Kessler year-round remained in the Thalia Theatre, and it did not take long, and he became one of the directors there, Shaykevitsh was away from the stage the whole time, but he was not sitting empty. He wrote a play, the first play where the comic occupies the upper [rung]." This was "Haman the Second." The play strongly took off.


In that time the Mrs. Lipzin was away from the theatre. She was married to a publisher of a daily newspaper, Michael Mintz. Her situation then became such that she needed to be dependent on him for theatre. With the assistance of her husband, she succeeded in playing in only productions where she guest-starred. She used to hire a theatre for a week or two and by herself used to perform in several plays that she herself wanted, not enough to reckon with the tastes of the managers.

Jacob Gordin was the only writer who could have created a play for the Lipzin, which should create a reputation for a great dramatist.

She used to appear from time to time in Jacob Gordin's dramas. Sometimes she joined a repertoire of better plays. Her name became connected with the Gordin dramas, and for Gordin it began the very important epoch of his creations.

The better plays had still not attracted large audiences. To put on a good play without singing and dancing meant simply sacrificing to the interests of the theatre box-office. No money was expected from such a piece, and such a pleasure was allowed once in a blue moon.

Most of the actors had a desire to act in a Gordin play, but their requests could not be fulfilled. Gordin alone. He himself was pushed into the background and was rarely seen on stage. Just as at that time New York already had two radical, daily newspapers, and he joined them as a regular contributor to the "Forward" and there wrote news, articles and sketches for twelve dollars a week.


The business in the Yiddish theatre had strongly improved, but the situation for the Yiddish actor became worse and worse. The system of working "on marks" -- to obtain a percentage of the income -- was not any good. Firstly, the actor was given an undisclosed account. For example, one of the managers entered among is expenses three hundred dollars on a rope for the stage. For three hundred dollars, the rope can be used for twenty-five years, and again and again such accounts. Before they began to pay out the profits, they took out the rent, the expenses, heating, wages for the workers. This drove the actors to found a union.

In 1899, with the assistance of the union leader at the time, Joseph Barondess, they found the Yiddish Actors' Union in America. It is worth dwelling on the person and personality of Joseph Barondess, or as he used to be called -- Joseph Baron De-es. Though he was not an actor, the actors relying on him, poured. His place of speech, his attire, his gait, and his demeanor made him look like a brother of Jacob P. Adler or Boris Thomashefsky. He spoke dramatically, like a Shakespearean actor.
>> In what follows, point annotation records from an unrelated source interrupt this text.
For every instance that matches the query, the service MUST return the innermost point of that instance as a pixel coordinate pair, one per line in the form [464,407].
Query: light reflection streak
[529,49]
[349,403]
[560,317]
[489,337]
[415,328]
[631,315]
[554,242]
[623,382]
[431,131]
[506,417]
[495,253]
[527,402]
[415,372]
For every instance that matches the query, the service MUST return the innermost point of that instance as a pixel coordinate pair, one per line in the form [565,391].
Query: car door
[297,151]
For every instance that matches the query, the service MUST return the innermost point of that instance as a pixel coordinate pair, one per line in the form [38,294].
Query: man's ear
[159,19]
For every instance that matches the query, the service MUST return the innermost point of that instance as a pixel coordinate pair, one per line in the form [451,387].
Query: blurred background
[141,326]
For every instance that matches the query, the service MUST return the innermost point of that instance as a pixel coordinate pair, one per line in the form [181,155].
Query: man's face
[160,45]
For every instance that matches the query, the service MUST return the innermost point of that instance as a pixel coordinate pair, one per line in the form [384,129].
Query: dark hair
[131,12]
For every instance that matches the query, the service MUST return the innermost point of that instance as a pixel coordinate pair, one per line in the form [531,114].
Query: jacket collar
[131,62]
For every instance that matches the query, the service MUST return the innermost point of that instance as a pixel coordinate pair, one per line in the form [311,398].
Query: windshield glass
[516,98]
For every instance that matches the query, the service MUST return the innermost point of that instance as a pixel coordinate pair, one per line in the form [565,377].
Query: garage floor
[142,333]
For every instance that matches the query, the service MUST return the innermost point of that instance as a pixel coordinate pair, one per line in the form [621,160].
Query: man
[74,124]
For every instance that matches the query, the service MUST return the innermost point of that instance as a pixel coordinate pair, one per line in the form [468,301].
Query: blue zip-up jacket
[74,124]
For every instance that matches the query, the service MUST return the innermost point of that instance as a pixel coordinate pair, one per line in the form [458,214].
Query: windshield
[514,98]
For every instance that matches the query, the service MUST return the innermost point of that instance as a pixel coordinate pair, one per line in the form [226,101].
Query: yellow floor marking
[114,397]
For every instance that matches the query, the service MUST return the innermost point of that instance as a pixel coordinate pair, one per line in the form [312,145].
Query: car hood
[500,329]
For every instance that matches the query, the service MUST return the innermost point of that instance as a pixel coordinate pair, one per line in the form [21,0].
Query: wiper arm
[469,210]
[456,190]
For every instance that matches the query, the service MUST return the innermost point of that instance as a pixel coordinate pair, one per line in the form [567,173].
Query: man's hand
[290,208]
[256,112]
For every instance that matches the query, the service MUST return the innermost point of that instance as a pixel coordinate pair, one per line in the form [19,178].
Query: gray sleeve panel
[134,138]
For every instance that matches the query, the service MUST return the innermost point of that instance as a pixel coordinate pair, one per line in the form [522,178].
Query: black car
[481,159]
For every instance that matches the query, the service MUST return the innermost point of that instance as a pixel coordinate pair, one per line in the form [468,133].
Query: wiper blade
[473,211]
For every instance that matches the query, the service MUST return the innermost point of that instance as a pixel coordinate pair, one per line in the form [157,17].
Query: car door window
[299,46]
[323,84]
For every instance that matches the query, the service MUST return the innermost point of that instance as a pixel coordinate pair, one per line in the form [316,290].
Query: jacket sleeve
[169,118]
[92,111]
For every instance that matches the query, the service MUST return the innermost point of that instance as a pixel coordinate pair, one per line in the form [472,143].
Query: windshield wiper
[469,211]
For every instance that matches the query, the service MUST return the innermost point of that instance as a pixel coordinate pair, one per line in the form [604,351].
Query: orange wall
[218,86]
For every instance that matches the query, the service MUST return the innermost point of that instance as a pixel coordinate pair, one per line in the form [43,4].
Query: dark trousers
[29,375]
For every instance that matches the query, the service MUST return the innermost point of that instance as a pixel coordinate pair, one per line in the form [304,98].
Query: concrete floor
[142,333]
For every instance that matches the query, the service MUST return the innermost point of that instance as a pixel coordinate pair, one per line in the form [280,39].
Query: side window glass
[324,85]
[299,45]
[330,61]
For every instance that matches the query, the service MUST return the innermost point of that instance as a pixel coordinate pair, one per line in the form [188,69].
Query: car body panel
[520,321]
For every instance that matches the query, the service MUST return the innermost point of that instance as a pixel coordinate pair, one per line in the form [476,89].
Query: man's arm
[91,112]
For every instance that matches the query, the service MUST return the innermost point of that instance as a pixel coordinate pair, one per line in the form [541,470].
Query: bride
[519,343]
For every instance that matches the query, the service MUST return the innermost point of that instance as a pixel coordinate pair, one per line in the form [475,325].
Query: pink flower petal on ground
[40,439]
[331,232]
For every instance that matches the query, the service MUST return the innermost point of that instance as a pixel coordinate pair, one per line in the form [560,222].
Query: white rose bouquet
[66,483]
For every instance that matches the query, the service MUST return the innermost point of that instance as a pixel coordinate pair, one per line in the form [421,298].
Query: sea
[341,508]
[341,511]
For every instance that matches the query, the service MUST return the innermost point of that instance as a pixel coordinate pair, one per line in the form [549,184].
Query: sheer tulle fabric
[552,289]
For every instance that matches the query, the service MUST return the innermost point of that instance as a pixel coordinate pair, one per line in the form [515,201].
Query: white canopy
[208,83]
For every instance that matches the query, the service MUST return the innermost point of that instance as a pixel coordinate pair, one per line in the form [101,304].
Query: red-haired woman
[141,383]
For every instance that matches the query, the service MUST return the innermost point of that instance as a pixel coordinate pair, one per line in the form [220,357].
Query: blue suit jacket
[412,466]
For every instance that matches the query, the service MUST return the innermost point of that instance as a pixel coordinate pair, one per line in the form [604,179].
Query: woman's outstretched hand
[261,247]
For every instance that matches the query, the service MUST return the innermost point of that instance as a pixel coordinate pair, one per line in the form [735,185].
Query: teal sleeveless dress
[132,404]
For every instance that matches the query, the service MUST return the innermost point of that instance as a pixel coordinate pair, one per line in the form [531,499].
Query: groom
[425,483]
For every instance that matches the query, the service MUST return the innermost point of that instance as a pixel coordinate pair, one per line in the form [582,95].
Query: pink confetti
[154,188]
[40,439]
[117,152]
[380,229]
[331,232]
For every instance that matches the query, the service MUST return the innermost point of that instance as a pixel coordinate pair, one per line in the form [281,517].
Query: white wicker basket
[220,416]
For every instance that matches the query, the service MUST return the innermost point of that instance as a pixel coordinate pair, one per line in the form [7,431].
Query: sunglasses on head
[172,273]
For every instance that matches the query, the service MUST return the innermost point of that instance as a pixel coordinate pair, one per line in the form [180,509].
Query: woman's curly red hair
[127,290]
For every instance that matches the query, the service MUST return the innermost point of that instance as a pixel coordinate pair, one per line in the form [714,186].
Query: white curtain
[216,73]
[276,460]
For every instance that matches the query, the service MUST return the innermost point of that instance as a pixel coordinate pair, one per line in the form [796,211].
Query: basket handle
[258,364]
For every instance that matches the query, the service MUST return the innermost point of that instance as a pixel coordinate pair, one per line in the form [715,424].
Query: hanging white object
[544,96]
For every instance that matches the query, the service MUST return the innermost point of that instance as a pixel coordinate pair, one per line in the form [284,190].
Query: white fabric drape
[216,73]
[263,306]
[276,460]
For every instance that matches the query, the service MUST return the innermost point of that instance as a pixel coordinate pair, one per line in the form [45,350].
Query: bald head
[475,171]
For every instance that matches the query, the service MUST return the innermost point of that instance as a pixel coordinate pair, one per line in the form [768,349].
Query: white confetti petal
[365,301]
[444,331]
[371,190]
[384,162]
He used to lead on the first of may the Worker's March -- He used to be the first one on a riding hours; he used to speak strongly, but he used to help with pleasure the poor and even do a favor. So as he considered himself a silent actor, he was close to the theatre profession, and he dove in with life and limb in the founding of the Actors' Union.

On 27 December 1903, the Yiddish Actors' Union celebrated the fourth anniversary  of its existence, and due to this joyous event, a journal was issued.

Anshel Schorr, who during that time was the secretary of the Actors' Union, has in a legend reported what the Yiddish Actors' Union has done in that time, during its four years of existence.